This page provides troubleshooting information for common scenarios when using logs-based metrics in Cloud Logging.

Metric is missing logs data

There are several possible reasons for missing data in logs-based metrics:

  • New log entries might not match your metric's logs query. A logs-based metric gets data from matching log entries that are received after the metric is created. Logging does not backfill the metric from previous log entries.

  • New log entries might not contain the correct field, or the data might not be in the correct format for extraction by your distribution metric. Check that your field names and regular expressions are correct.

  • Your metric counts might be delayed. Even though countable log entries appear in the Logs Viewer, it takes up to a minute to update the logs-based metrics in Cloud Monitoring.

  • The log entries that are displayed might be counted late or might not be counted at all, because they are time-stamped too far in the past or future. If a log entry is received by Cloud Logging more than 24 hours in the past or 10 minutes in the future, then the log entry won't be counted in the logs-based metric.

    The number of late-arriving entries is recorded for each log in the system logs-based metric

    Example: A log entry matching a logs-based metric arrives late. It has a timestamp of 2:30 PM on February 20, 2020 and a receivedTimestamp of 2:45 PM on February 21, 2020. This entry won't be counted in the logs-based metric.

  • View your current exclusion queries to ensure that the logs that your metrics depend on are not accidentally excluded.

False-positive alerts or alerts that aren't triggered

You could get false-positive alerts or alerts that aren't being triggered from logs-based metrics because the alignment period for the alert is too short. Common scenarios where an alignment period that's too short causes problems are when an alert uses less than logic, or the alert is based on a percentile condition for a distribution metric.

False-positive alerts can occur because log entries can be sent to Logging late. For example, the log fields timestamp and receiveTimestamp can have a delta of minutes in some cases. Also, when Logging ingests logs, there is an inherent delay between when the log entries are generated and when Logging receives them. This means that Logging might not have the total count for a particular log entry until some later point in time after the log entries were generated. This is why an alert using less than logic or based on a percentile condition for a distribution metric can produce a false-positive alert: not all the log entries have been accounted for yet.

However, logs-based metrics are always eventually consistent. Logs-based metrics are eventually consistent because a log entry that matches a logs-based metric can be sent to Logging with a timestamp that is significantly older or newer than the log's receiveTimestamp.
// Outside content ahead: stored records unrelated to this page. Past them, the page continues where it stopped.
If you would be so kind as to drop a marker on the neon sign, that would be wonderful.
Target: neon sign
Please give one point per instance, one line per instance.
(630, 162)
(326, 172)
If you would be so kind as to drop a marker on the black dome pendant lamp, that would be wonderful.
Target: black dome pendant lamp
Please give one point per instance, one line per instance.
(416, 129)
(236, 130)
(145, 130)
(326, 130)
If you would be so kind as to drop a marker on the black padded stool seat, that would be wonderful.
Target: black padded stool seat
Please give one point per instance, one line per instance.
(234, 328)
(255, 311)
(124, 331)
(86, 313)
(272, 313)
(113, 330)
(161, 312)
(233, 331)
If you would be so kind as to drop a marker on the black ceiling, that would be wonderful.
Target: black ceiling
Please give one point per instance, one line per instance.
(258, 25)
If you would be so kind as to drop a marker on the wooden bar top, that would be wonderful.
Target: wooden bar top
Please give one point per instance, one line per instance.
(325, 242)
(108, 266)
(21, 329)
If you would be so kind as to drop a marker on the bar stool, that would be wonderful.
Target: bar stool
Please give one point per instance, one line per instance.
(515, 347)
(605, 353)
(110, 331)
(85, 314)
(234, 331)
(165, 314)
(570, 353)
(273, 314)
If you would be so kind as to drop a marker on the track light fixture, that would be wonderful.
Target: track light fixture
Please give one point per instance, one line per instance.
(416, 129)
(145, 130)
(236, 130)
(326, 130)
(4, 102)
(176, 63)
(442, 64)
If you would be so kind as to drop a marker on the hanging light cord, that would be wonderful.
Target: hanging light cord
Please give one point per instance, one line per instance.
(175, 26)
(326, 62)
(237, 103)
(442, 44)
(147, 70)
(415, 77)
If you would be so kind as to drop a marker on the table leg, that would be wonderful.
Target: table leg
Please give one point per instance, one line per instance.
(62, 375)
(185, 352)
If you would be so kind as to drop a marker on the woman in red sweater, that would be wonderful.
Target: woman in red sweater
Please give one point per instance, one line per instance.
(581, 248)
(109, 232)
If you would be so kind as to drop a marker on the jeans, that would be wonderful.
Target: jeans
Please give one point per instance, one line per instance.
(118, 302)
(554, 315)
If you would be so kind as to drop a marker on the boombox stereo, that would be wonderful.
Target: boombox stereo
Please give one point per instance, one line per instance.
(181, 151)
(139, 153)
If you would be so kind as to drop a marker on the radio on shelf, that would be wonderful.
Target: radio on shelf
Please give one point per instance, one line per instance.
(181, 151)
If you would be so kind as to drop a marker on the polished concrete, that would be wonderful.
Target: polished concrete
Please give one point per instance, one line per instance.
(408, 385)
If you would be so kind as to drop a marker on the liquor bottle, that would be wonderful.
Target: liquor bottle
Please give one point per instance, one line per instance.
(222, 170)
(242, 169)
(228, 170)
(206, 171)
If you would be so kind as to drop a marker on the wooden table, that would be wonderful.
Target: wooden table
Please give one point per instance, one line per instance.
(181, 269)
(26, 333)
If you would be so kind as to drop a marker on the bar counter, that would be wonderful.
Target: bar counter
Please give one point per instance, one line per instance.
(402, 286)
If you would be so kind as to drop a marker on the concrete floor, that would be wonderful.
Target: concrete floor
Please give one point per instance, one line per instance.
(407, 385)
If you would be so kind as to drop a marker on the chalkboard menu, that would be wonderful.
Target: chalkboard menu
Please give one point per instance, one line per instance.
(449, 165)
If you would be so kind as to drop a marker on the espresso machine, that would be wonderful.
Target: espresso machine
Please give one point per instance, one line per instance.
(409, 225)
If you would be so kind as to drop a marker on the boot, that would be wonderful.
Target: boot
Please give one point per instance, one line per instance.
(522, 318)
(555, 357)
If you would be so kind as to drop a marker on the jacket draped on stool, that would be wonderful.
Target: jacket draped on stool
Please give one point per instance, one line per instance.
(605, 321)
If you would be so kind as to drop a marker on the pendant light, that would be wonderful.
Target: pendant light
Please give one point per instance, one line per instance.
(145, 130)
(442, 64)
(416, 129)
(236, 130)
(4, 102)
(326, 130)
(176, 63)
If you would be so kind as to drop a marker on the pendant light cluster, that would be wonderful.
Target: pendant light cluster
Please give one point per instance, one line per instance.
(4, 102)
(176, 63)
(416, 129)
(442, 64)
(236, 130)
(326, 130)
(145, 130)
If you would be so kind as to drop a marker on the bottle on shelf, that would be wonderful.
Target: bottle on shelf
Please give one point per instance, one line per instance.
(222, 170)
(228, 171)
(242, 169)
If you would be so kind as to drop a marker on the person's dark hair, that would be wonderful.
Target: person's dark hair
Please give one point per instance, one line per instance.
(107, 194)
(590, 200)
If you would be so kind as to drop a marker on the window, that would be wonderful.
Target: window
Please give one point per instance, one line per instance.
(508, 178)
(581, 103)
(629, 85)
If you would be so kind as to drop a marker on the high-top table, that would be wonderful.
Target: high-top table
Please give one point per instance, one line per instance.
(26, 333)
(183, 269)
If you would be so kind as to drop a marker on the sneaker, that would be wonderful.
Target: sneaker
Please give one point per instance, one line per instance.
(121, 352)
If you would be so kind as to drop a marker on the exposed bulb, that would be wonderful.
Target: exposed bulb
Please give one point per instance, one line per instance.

This means that the logs-based metric can receive log entries with older timestamps after existing log entries with the same timestamp have already been received by Logging. Thus, the metric value must be updated.

In order to guarantee that alerts are accurate even for on-time data, alert policies for logs-based metrics should use alert conditions with alignment periods greater than or equal to two minutes. For log entries that are sent to Logging with delays measured in minutes, an alignment period of ten minutes is recommended to balance timeliness and accuracy.

Metric has too many time series

The number of time series in a metric depends on the number of different combinations of label values. The number of time series is called the cardinality of the metric, and it must not exceed 30,000.

Because you can generate a time series for every combination of label values, if you have one or more labels with high number of values, it is not difficult to exceed 30,000 time series. You want to avoid high-cardinality metrics.

As the cardinality of a metric increases, the metric can get throttled and some data points might not be written to the metric. Charts that display the metric can be slow to load due to the large number of time series that the chart has to process. You might also incur costs for API calls to query time series data; review Cloud Monitoring costs for details.

To avoid creating high cardinality metrics:

  • Check that your label fields and extractor regular expressions match values that have a limited cardinality.

  • Avoid extracting text messages that can change, without bounds, as label values.

  • Avoid extracting numerical values with unbounded cardinality.

  • Only extract values from labels of known cardinality; for instance, status codes with a set of known values.

These two system logs-based metrics can help you measure the effect that adding or removing labels has on the cardinality of your metric:

When you inspect these metrics, you can further filter your results by metric name. For details, go to Selecting metrics: filtering.

Metric name is invalid

When you create a counter or distribution metric, choose a metric name that is unique among the logs-based metrics in your project.

Metric-name strings must not exceed 100 characters and can include only the following characters:

  • A-Z
  • a-z
  • 0-9
  • The special characters _-.,+!*',()%\/.

    The forward slash character / denotes a hierarchy of pieces within the metric name and cannot be the first character of the name.

Label values are truncated

Values for user-defined labels must not exceed 1,024 bytes.